The film exposes the rough edges of Chebeya's character. He was a tenacious, insensitive and annoying man, with an inflated view of his role as defender of human rights, sometimes willing to make strange alliances to achieve his goals. The film covers more than just the police case, but provides a survey of life in a country that is between dictatorship and democracy, between opacity and justice. A recurring theme is the failure of the police chief, General John Numbi, to appear and offer an explanation.

==Production==
Thierry Michel directed his first documentary on the Democratic Republic of the Congo in 1992 with Zaïre, le cycle du serpent. Since then he has released a series of other films covering different aspects of life and politics in the country. Taken together his films provide a unique overview of the social, economic and political life of the country.

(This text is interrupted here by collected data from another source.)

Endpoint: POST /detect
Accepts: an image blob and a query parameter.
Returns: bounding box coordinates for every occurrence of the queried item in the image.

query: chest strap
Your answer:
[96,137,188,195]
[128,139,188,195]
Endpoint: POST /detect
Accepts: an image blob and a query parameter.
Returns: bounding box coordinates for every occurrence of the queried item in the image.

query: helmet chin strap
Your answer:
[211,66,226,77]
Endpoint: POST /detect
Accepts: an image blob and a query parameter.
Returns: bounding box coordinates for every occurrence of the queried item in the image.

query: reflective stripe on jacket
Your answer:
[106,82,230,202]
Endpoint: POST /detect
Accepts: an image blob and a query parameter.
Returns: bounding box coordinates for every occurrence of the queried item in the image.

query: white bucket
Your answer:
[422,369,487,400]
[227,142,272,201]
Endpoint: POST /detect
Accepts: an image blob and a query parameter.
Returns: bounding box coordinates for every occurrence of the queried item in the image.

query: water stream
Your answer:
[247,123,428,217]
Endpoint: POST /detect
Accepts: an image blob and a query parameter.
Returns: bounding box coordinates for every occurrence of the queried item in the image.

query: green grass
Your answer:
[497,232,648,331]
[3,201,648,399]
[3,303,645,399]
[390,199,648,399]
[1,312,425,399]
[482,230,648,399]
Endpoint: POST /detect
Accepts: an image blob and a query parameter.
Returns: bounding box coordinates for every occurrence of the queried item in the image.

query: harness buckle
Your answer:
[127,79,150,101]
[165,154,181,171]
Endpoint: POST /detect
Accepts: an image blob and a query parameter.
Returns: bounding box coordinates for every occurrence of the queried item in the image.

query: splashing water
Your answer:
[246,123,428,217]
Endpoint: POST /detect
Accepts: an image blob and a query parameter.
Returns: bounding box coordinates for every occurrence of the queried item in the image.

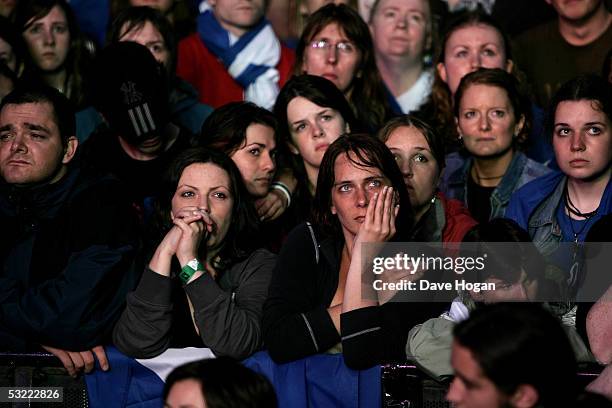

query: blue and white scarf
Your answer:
[197,4,280,110]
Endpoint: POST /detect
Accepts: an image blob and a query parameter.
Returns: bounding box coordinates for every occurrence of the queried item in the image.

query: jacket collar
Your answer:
[0,167,81,219]
[447,151,527,206]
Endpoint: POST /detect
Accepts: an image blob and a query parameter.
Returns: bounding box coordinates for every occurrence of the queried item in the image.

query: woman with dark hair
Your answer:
[196,101,293,222]
[113,148,276,360]
[506,74,612,290]
[378,114,476,245]
[164,357,277,408]
[440,68,550,224]
[14,0,93,110]
[294,3,392,132]
[264,134,444,367]
[274,74,359,221]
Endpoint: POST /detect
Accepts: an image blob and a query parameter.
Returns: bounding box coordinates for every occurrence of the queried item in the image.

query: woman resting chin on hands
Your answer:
[113,148,276,360]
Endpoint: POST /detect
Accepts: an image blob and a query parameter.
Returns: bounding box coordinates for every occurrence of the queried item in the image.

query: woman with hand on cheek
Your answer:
[113,148,276,360]
[264,134,445,368]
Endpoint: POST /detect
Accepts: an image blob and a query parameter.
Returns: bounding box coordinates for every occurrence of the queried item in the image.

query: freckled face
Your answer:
[456,84,524,159]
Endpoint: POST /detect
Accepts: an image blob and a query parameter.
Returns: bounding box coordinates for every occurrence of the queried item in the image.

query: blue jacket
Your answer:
[440,151,551,220]
[505,172,612,254]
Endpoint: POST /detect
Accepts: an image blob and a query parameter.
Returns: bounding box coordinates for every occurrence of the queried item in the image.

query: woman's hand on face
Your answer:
[355,186,398,246]
[255,189,288,221]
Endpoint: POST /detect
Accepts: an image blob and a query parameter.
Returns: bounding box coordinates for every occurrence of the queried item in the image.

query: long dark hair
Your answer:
[14,0,93,109]
[313,133,413,239]
[274,74,360,145]
[294,4,391,132]
[152,148,260,269]
[274,74,362,184]
[197,101,278,155]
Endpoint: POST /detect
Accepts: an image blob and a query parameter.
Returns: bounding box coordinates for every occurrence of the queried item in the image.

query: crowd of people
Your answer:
[1,0,611,407]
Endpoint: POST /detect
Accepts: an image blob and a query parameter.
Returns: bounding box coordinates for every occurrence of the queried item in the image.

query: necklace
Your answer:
[563,181,598,243]
[564,182,599,219]
[470,167,504,184]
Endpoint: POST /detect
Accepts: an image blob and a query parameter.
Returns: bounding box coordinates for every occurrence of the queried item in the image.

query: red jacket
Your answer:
[439,191,478,244]
[176,32,295,108]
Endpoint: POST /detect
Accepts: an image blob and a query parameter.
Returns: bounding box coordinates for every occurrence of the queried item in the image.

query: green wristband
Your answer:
[179,258,203,285]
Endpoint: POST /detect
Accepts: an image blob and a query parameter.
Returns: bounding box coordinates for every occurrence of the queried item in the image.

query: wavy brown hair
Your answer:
[294,3,391,132]
[428,8,513,149]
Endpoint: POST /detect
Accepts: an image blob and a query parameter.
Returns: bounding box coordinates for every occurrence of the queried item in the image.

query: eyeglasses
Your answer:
[309,39,356,54]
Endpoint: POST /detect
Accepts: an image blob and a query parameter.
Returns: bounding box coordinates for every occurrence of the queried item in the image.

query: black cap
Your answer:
[91,41,169,145]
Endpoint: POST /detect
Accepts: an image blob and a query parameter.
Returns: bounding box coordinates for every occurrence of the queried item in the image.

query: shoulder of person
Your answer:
[523,156,553,179]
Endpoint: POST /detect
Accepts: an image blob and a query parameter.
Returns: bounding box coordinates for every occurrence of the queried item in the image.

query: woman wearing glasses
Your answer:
[294,3,392,132]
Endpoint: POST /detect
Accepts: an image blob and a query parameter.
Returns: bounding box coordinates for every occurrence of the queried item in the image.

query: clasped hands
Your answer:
[157,206,214,268]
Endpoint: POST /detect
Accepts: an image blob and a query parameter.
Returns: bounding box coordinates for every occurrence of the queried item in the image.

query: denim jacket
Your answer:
[440,151,551,220]
[506,172,612,255]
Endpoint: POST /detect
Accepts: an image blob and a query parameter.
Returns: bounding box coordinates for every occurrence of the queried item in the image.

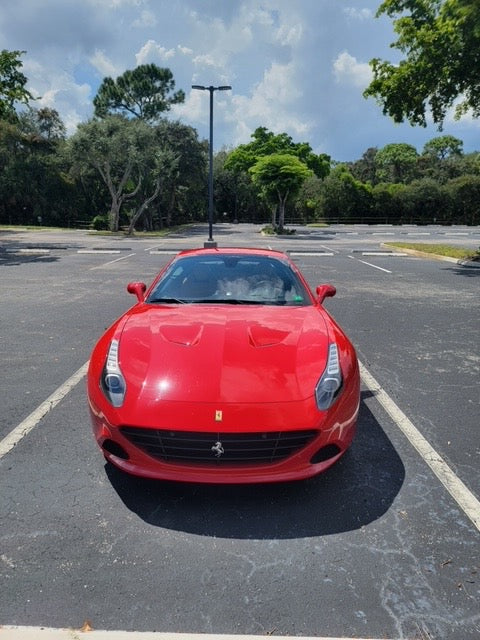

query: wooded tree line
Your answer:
[1,0,480,232]
[0,53,208,231]
[0,111,210,231]
[214,134,480,226]
[2,100,479,230]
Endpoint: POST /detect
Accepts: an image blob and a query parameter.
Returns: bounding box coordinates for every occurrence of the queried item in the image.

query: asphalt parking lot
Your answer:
[0,224,479,640]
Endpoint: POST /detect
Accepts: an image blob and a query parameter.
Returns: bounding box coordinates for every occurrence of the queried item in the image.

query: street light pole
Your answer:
[192,84,231,247]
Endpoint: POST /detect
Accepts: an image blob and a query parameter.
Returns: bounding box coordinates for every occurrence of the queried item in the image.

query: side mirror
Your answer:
[127,282,147,303]
[316,284,336,304]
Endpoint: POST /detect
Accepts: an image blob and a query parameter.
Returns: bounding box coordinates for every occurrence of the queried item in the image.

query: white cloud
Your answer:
[172,88,210,123]
[133,10,157,28]
[343,7,373,21]
[245,6,275,28]
[255,61,302,105]
[275,23,303,46]
[333,51,372,88]
[228,61,311,145]
[87,0,143,7]
[136,40,176,65]
[192,53,224,70]
[89,50,119,77]
[178,45,193,56]
[174,59,310,149]
[22,59,92,135]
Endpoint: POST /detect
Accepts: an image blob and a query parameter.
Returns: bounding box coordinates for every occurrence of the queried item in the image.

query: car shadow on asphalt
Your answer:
[105,393,405,539]
[442,265,480,278]
[0,249,61,266]
[0,238,78,266]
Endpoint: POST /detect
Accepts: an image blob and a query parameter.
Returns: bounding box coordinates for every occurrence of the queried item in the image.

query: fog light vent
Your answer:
[310,444,341,464]
[102,439,129,460]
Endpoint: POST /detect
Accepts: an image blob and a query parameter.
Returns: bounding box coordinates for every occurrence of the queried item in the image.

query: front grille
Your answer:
[120,427,317,466]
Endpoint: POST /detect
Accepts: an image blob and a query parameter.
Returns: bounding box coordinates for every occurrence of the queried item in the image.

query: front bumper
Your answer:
[88,383,359,484]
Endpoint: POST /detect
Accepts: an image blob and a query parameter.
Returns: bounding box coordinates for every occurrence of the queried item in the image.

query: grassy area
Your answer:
[0,224,192,236]
[91,223,195,237]
[384,242,480,261]
[0,225,67,232]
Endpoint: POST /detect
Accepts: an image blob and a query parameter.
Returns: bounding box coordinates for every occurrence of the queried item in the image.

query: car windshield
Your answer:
[147,254,312,306]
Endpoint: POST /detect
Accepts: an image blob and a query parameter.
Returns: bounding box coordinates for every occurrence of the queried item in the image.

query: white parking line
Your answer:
[348,255,392,273]
[89,253,136,270]
[289,251,334,256]
[320,244,340,254]
[0,628,392,640]
[360,361,480,532]
[6,248,51,254]
[0,362,89,459]
[361,252,407,257]
[78,249,120,254]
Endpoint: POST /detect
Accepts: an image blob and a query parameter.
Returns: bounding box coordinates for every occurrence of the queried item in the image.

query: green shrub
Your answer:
[261,225,296,235]
[92,214,109,230]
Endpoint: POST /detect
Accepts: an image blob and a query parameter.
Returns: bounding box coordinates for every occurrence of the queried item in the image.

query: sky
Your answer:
[1,0,479,162]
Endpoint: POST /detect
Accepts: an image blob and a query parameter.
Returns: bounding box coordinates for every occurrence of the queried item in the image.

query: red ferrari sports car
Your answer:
[88,248,359,483]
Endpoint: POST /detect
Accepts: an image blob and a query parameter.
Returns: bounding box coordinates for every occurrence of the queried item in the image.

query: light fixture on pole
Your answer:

He flew to Kinshasa as soon as he heard of the death of Chebeya, whom he had known for many years, to film the trial. This was the largest public trial there for over a decade, and the authorities were under strong pressure from the United States and Europe to ensure that justice was done.

Speaking of the film in an interview, the director said the trial did provide some degree of justice, if imperfect, but noted that the country may be sliding backwards in terms of protection of human rights.

==Reception==
Le Monde noted that because the analysis is subtle, the documentary is probably only accessible to those who already known something of the Congo.

Another reviewer said Thierry Michel had perpetuated the memory of Chebeya and given him the stature he deserves, that of a modest hero, ruthlessly efficient, a man whose name is written in the pantheon of heroes of the Congo.
The film won the Grand Prize at the International Film Festival of Human Rights in Paris in March 2012.

The film received a Magritte Award nomination in the category of Best Documentary in 2013.